Invoked with: tensor([[[ 1.0577, -0.4986, -0.2766,  ...,  0.8521, -0.4315,  1.2651],
         [ 0.4277,  2.8302,  2.1279,  ...,  0.2504,  0.7036,  0.5841],
         [ 3.1013,  0.3740,  0.8949,  ...,  0.4121,  0.3269,  0.7011],
         ...,
         [ 0.6695, -0.0142,  0.0830,  ...,  0.2503, -0.1194, -0.5641],
         [-0.9099,  0.5441, -0.1383,  ...,  1.2155,  1.7423, -0.1691],
         [-0.0655, -0.0671,  0.1619,  ..., -0.0608,  0.8674,  0.2476]]],
       device='cuda:0', requires_grad=True), tensor([[ 1.3809e-02, -3.8543e-03,  1.0760e-02, -4.4659e-01],
        [ 4.8837e-03,  8.3645e-03,  6.7215e-04,  3.2914e-02],
        [ 8.5364e-03,  5.1495e-03,  1.4346e-02,  8.4561e-02],
        ...,
        [ 3.0055e-03, -1.9203e-02, -1.4898e-02,  6.3762e-01],
        [ 2.6319e-03,  1.3055e-02,  6.9637e-03, -8.8667e-02],
        [ 5.4781e-03, -1.2733e-04, -5.6090e-03, -3.0454e-03]], device='cuda:0',
       requires_grad=True), Parameter containing:
tensor([-0.1571,  0.2025, -0.3328,  ..., -0.1991, -0.1689, -0.4190],
       device='cuda:0', requires_grad=True), True

the error raised in the following line: conv1d_out = causal_conv1d_cuda.causal_conv1d_fwd(x, conv1d_weight, conv1d_bias, True)

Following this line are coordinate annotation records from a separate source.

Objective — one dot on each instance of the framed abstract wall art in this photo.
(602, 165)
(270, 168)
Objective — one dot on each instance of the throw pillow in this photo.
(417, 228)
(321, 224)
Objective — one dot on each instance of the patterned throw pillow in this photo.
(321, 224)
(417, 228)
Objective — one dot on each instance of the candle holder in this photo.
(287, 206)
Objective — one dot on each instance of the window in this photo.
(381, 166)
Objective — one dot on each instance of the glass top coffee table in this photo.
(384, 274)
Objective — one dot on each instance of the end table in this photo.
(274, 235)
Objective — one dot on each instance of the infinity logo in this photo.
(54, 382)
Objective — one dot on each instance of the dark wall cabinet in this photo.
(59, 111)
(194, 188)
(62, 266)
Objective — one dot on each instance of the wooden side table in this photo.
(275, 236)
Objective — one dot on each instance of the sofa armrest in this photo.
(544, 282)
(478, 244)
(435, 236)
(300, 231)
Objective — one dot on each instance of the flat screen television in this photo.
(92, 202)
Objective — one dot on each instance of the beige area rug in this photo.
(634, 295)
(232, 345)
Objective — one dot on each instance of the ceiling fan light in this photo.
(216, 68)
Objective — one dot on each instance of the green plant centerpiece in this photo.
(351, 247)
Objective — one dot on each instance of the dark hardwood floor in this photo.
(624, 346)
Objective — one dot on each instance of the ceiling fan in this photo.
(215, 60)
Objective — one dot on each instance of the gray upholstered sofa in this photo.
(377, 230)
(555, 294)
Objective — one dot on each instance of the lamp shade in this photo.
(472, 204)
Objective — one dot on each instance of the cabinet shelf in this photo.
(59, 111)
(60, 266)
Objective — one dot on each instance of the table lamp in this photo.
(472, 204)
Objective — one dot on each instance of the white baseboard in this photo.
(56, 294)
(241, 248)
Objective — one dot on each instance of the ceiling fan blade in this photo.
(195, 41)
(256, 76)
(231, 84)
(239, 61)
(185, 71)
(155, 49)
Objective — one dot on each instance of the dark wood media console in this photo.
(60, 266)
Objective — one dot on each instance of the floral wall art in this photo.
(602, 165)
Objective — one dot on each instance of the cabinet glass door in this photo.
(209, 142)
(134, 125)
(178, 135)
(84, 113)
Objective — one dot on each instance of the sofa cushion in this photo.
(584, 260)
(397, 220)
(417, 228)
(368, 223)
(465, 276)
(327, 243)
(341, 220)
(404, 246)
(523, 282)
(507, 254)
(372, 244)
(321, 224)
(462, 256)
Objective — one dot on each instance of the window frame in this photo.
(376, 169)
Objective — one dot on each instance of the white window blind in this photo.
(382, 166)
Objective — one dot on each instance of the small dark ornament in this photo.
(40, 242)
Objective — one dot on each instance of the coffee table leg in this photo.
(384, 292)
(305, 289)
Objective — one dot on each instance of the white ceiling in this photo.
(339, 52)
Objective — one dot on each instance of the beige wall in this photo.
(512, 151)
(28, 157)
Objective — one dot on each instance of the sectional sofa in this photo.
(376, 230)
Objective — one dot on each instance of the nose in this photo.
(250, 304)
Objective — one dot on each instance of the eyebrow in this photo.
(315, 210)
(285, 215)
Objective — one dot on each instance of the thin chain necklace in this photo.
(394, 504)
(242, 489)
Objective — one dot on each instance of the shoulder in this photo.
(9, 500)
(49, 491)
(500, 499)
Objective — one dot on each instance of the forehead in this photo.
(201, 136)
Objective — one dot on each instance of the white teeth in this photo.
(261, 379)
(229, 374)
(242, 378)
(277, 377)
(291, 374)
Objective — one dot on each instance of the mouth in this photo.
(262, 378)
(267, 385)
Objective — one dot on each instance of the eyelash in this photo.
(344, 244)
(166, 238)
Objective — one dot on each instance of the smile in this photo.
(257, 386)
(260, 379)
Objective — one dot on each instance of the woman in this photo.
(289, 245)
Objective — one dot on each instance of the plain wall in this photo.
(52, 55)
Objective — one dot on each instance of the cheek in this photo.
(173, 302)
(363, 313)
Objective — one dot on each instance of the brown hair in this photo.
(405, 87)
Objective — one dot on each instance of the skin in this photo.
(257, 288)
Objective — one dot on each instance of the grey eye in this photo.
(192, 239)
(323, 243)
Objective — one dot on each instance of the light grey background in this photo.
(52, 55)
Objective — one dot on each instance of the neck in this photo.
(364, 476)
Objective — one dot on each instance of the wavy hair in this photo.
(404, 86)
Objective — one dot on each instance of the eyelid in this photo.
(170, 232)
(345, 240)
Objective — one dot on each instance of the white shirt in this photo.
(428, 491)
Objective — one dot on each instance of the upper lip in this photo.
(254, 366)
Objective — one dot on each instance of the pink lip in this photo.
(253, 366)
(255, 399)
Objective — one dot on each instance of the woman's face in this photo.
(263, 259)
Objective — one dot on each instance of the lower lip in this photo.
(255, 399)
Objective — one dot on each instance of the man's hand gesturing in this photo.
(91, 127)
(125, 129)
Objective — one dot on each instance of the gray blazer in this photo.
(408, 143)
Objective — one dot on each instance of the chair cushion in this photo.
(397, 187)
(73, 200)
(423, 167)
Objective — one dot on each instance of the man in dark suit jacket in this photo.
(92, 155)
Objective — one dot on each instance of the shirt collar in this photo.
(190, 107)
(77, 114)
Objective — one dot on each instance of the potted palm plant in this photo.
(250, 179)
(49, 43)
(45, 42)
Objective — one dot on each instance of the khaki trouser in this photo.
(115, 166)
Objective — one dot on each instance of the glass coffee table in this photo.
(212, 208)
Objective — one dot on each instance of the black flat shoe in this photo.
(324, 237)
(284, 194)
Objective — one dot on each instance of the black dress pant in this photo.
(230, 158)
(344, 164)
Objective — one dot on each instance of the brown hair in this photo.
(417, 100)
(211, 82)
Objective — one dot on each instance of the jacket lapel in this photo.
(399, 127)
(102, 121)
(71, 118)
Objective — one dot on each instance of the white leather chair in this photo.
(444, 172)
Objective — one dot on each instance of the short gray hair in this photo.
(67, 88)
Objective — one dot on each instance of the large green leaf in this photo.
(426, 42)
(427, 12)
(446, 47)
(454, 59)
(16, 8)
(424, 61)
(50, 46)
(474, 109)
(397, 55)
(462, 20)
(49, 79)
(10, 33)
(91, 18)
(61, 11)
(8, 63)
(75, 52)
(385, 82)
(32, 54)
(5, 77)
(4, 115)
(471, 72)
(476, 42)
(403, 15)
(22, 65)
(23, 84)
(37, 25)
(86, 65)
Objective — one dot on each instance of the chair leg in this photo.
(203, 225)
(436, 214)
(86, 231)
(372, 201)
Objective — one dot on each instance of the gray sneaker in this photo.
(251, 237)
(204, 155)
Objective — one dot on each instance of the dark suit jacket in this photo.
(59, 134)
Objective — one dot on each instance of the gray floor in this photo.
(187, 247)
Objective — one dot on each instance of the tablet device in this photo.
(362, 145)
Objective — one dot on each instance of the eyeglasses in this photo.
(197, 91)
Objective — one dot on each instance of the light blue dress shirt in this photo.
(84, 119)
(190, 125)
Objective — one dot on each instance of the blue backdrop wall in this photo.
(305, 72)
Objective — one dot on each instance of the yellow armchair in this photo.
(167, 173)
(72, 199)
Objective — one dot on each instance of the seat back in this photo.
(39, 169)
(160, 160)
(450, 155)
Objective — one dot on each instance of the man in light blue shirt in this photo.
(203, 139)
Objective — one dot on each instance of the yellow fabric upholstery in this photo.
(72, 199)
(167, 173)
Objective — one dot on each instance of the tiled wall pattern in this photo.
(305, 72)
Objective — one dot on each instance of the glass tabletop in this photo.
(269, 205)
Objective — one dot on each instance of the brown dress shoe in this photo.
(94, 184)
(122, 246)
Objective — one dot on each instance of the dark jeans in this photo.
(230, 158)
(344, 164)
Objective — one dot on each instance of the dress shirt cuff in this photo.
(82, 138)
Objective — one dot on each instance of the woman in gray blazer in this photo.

and the type of "x" is <class 'torch.Tensor'>, the type of "conv1d_weight" is <class 'torch.Tensor'> and the type of "conv1d_bias" is <class 'torch.nn.parameter.Parameter'>

I have loaded the model video_mamba_middle _mask with 16 frames as below in my model:


from videomamba.video_sm.models.videomamba import videomamba_middle 

self.encoder = videomamba_middle(num_classes=400, num_frames=16)

The input tensor to my model has the shape of [b=1, C=3, T=16, H=224, W=224] and the type of the input to the encoder is <class 'torch.Tensor'>.

Please let me know how to fix the problem.

Thank you

Andy1621 commented 1 day ago

Sorry for the late response. How do you install the causal-conv-1d? Please install it via pip install -e causal-conv1d

mr17m commented 1 day ago

Thank you for your answer. I installed using pip install causal-conv1d but your solution solved my problem.